Releía no hace mucho “Lo que creo”, parte de la obra de Bertrand Russell que en España apareció recogida en el libro “Por qué no soy cristiano”, dado a la estampa por Edhasa en 1977 (el tiempo pasa, corazón), y más tarde negativamente emulada por el básico José Antonio Marina en su “Por qué soy cristiano”. Nada que ver. Son dos mundos a infinita distancia intelectual.
Pues bien, recoge el inmenso Russell, en el apartado “Reglas morales” del antedicho trabajo, un par de ideas muy interesantes:
Las reglas morales no deben hacer imposible la dicha instintiva (…). Pero cuando las reglas son tales que sólo pueden obedecerse disminuyendo grandemente la dicha de la comunidad, y cuando es mejor que sean infringidas que observadas, es indudable que ha llegado el momento de cambiarlas.
La dicha instintiva… Estamos llamados a ser dichosos, a disfrutar.

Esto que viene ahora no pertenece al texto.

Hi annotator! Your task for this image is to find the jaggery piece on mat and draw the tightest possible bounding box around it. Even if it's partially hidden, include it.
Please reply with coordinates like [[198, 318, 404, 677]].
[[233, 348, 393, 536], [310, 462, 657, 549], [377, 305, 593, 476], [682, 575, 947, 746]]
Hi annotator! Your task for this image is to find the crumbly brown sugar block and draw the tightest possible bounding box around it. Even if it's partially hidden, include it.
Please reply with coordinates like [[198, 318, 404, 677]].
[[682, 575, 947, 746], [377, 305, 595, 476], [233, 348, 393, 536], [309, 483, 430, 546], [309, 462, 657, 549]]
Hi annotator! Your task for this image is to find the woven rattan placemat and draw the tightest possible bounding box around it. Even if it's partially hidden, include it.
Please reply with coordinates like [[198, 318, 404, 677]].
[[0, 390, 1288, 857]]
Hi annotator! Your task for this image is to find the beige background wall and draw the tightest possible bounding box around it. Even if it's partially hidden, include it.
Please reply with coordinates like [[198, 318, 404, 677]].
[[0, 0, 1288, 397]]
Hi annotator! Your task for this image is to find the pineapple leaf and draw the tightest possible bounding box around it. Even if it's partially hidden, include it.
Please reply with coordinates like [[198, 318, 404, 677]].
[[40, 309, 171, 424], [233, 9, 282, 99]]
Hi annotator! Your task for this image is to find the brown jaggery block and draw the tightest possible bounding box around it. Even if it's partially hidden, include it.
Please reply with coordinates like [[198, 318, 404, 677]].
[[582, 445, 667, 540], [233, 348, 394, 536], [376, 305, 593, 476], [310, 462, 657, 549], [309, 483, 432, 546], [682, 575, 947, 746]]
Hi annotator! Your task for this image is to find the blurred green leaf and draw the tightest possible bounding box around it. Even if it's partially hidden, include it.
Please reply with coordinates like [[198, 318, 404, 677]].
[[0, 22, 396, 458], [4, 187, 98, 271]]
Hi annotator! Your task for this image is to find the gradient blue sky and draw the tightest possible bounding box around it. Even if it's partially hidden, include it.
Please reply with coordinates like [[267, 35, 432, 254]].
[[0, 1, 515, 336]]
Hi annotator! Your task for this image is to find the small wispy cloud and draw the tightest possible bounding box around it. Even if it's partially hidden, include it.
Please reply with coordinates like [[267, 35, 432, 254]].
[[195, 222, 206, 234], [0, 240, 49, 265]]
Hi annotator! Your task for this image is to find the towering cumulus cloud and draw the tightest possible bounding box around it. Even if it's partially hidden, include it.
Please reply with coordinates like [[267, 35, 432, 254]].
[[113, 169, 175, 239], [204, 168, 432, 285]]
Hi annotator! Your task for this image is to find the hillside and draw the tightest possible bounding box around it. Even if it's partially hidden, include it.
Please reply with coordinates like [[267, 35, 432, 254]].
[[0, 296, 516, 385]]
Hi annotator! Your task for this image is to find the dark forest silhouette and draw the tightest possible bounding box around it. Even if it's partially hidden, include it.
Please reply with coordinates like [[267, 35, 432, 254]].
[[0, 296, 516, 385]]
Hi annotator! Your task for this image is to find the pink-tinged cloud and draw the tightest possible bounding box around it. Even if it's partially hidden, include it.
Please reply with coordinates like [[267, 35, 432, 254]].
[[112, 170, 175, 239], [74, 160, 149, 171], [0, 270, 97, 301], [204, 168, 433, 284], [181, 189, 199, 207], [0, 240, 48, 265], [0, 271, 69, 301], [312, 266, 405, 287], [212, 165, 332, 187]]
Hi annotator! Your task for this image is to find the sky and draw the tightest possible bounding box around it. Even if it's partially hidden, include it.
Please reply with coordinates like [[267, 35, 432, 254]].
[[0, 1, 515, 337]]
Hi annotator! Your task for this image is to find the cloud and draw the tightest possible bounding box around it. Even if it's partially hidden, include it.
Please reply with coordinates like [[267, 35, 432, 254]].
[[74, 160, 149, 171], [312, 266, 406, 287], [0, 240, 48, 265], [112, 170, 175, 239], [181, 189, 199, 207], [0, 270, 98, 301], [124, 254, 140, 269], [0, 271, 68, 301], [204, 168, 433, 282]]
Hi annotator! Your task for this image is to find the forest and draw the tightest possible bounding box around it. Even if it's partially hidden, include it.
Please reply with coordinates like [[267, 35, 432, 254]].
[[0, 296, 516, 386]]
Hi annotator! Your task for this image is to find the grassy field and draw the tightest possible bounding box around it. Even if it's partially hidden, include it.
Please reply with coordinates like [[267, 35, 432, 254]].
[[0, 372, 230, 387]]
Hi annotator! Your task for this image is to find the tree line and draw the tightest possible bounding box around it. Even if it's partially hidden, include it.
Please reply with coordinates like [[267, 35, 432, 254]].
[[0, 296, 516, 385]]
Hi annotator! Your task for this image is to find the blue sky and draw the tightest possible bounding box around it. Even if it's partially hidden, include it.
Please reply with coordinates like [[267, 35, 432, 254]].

Si le hacemos caso a Russell (nos va mucho en ello), no hemos de depreciar la dicha que él adjetiva como instintiva; esto es, aquella “que es obra, efecto o resultado del instinto, y no del juicio o de la reflexión”. Se está dando en los últimos tiempos una alarmante regresión intelectiva y moral hacia el desprecio de los instintos, de aquella animalidad necesaria que nos reconcilia con nuestro yo, devolviéndonos su verdadera imagen recompuesta, no descompuesta por absurdas moralinas que únicamente incrementan el hipócrita flujo de la doble vida. Incluso en los ambientes gays más desinhibidos, un cierto “apostolado” invisible (extensión de religiosas y beatas garras) se deja sentir por doquier, requiriendo la identificación del sexo con el amor.
Por qué. ¿Es que hay que estar enamorado para disfrutar de la instintiva dicha del sexo? En absoluto. Es más, es sanísimo para el cuerpo y la mente fornicar muchísimo, cada día muchas veces (ay), hasta la extenuación, sin más acá ni más allá. El amor es otra cosa, que incluye sexo pero ni lo supone ni ha de cercarlo, encarcelarlo o celarse de él. El sexo es eso, sexo, puro, delicioso, liberador instinto que todos, naturalmente, estamos llamados (por nuestra naturaleza) a practicar.
Digan lo que digan quienes inventan esas leyes que pretenden esclavizar nuestra mente agarrándonos por los bajos (Wilde lo expresó finamente), no debemos consentir sus constricciones, sus sofismas sólo en apariencia morales o inteligentes. Particular atención y vigilancia hemos de mantener hacia quienes quieren detentar la supremacía moral desde las diferentes religiones, siempre en detrimento de nuestra libertad, nuestra autonomía personal y nuestra dicha. De ellos dice Russell que fallan en dos aspectos como maestros de moral: condenan actos que no causan daño y perdonan otros que hacen mucho daño. De este modo -continúa-, sólo pueden causar daño como guardianes de la moral de los jóvenes. Que son, desafortunadamente, su principal campo de acción o… coto de caza.
Por tanto, infrinjamos sus reglas, esas falsas promesas de felicidad, bienaventuranza, disfrutes en un más allá del que ellos mismos abominan porque su más acá es increíblemente cómodo y placentero.
Fíjese el lector, si no, en el daño que las religiones nos han causado y nos siguen causando a las personas gays. Daño que persisten en perpetuar de mil maneras, siempre en connivencia con una clase política de corte totalitario, sus acólitos o brazo secular.
A las religiones, concluye Bertrand Russell, les interesa el fenómeno que ellas mismas provocan: la doble moral, la hipocresía, que es un halagador tributo a su poder.
Libérate. Tienes derecho a ser dichoso. Sólo tú eres fuente de moral. Sólo tú eres tu dios.